Home Internet The Internet has Taken over Culture — Strike Magazines

The Internet has Taken over Culture — Strike Magazines

It’s hard to explain internet culture to people who haven’t experienced it. The entire premise of trying to explain a meme to our parents’ generation is an experience so universal that it’s become a meme itself. Even the phrase “meme” is an outdated one. Merriam-Webster defines a meme as “an amusing or interesting item (such as a captioned picture or video) or genre of items that is spread widely online, especially through social media,” but at this point in culture, only half of the content we’re consuming online can be classified as such. Yes, we’re looking at things that make us laugh, but we’re also looking at things that make us feel sad, affirmed, hopeful, overwhelmed, connected or angry. Now, we don’t only get our humor hand-delivered through the internet, but we can be made to feel any emotion. 

Of course, the dilemma of explaining internet culture to people outside of it is rapidly becoming irrelevant, as each successive generation is only becoming more and more immersed in the online world. When I was in elementary school the iPad was just released, but some elementary kids now are issued individual rental iPads through their school to do homework on. I was forced to listen to (even outdated at the time) lectures about online safety when I was in middle school— middle schoolers now are encouraged to become YouTubers as a “side hustle.” 

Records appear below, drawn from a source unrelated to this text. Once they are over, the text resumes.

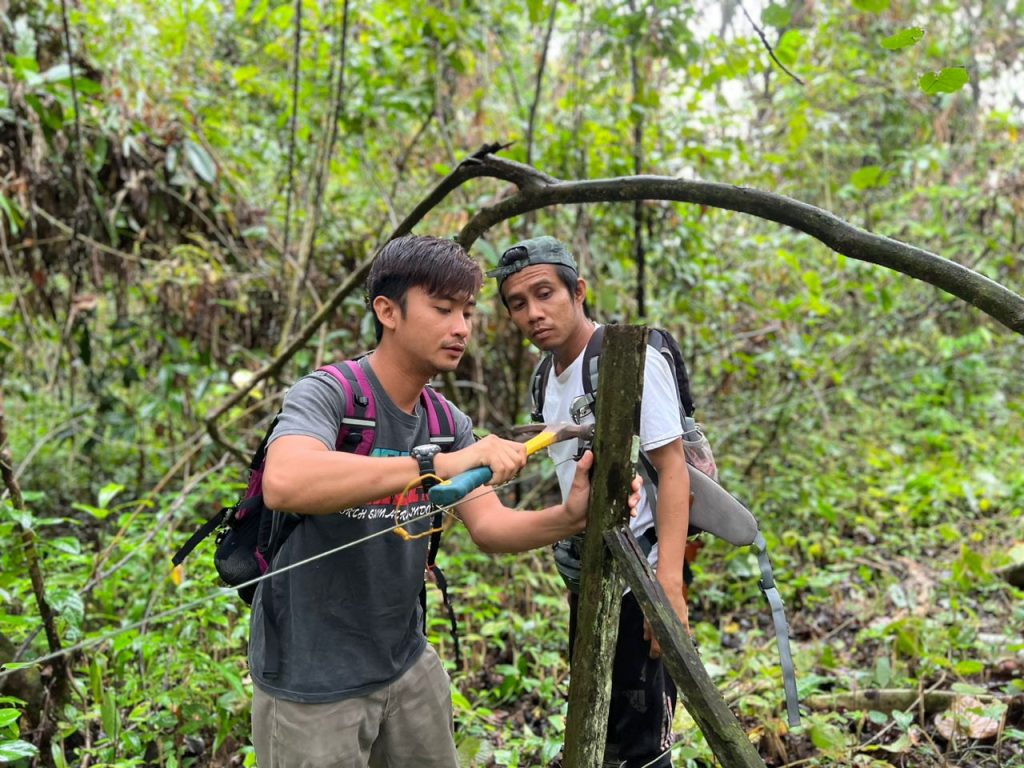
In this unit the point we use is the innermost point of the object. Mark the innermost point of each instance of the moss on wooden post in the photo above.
(724, 733)
(617, 416)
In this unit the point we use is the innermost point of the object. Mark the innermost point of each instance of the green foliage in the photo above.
(871, 423)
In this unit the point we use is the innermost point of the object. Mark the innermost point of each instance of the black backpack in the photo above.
(730, 521)
(250, 534)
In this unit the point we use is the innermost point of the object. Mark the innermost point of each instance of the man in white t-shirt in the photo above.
(545, 296)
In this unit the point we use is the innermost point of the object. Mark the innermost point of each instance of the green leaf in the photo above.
(969, 667)
(536, 10)
(903, 39)
(98, 512)
(788, 46)
(200, 161)
(16, 750)
(109, 492)
(776, 15)
(869, 176)
(109, 715)
(8, 716)
(244, 74)
(948, 80)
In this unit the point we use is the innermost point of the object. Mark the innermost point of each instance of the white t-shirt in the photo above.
(659, 423)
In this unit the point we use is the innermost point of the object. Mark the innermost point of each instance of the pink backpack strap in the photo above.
(440, 422)
(358, 423)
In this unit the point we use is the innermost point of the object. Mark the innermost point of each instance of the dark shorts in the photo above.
(643, 695)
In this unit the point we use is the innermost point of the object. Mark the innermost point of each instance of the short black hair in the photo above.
(441, 267)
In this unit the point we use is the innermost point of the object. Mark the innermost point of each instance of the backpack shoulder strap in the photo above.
(358, 423)
(591, 358)
(440, 422)
(667, 345)
(539, 385)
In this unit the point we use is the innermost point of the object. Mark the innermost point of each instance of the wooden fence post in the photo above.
(617, 416)
(724, 733)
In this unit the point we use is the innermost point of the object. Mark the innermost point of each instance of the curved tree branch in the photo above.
(540, 190)
(523, 176)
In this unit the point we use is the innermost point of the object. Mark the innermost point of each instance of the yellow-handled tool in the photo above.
(453, 491)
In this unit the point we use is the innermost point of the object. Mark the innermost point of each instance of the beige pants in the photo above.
(407, 724)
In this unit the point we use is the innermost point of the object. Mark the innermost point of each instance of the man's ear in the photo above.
(581, 295)
(386, 311)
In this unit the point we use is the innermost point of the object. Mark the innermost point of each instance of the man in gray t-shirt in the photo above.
(356, 684)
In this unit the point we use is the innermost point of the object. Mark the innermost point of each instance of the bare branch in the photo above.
(979, 291)
(771, 51)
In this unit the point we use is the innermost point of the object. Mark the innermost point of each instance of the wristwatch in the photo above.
(424, 455)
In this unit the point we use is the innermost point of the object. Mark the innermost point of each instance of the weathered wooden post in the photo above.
(724, 733)
(620, 387)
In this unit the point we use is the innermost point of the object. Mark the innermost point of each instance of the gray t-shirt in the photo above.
(348, 623)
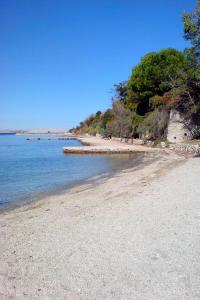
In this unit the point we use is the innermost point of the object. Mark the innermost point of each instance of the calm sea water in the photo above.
(29, 169)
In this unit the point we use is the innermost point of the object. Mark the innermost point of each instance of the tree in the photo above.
(150, 77)
(122, 120)
(192, 29)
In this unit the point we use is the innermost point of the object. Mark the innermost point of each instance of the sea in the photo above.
(32, 169)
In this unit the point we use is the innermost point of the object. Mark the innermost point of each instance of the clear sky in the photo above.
(59, 59)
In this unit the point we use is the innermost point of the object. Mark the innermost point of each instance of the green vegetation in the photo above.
(164, 80)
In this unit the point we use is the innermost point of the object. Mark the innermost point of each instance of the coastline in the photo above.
(127, 237)
(97, 145)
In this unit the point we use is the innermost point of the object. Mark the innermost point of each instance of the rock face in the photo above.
(177, 132)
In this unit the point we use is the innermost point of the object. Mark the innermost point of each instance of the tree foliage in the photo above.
(192, 29)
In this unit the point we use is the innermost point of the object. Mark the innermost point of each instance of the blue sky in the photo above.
(59, 59)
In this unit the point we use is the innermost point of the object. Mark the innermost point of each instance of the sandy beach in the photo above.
(135, 235)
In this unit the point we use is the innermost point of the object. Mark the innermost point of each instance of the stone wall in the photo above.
(177, 132)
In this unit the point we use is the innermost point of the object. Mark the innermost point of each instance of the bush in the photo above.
(154, 125)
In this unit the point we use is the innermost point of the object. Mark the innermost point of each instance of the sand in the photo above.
(135, 235)
(99, 145)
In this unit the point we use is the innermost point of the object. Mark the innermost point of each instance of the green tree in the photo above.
(192, 29)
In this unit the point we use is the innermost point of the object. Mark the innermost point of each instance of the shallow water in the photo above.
(30, 168)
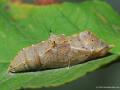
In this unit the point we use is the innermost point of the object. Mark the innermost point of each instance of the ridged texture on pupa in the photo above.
(59, 51)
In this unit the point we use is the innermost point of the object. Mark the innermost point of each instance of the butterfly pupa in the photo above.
(59, 51)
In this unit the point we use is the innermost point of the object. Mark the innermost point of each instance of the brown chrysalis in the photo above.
(59, 51)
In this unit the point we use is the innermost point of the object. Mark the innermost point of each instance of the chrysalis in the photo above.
(59, 51)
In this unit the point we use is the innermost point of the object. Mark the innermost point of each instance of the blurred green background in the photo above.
(107, 76)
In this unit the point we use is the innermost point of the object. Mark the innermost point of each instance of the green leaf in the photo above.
(23, 25)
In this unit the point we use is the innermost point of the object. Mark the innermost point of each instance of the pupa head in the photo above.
(96, 46)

Even as I’m writing this I know I risk sounding like a “Boomer”  —a term once used to neutrally describe a generation that now colloquially simply means anyone who is old enough to be out of touch. It doesn’t feel cool to question the online sphere that most of us exist in. And don’t get me wrong, I spend hours every day scrolling through recycled TikToks on Instagram Reels, but sometimes I catch myself looking around and wondering how we all got here, and even the more worrying question: what’s going to happen next?

An online discourse began a few years ago around the idea of an “iPad baby,” — a kid who can only be quieted by placing a glowing iPad in front of their face. People in our generation are now old enough to be conscious of the fact that maybe unlimited internet access at a young age wasn’t the best for us—  that watching grown men talk about conspiracy theories or play video games wasn’t exactly the content that 12-year-olds should be watching. People from our generation are now starting to worry about the future kids; if we think our brains are altered from constantly being online, what’s going to happen to the impressionable toddlers already learning how to scroll through YouTube shorts?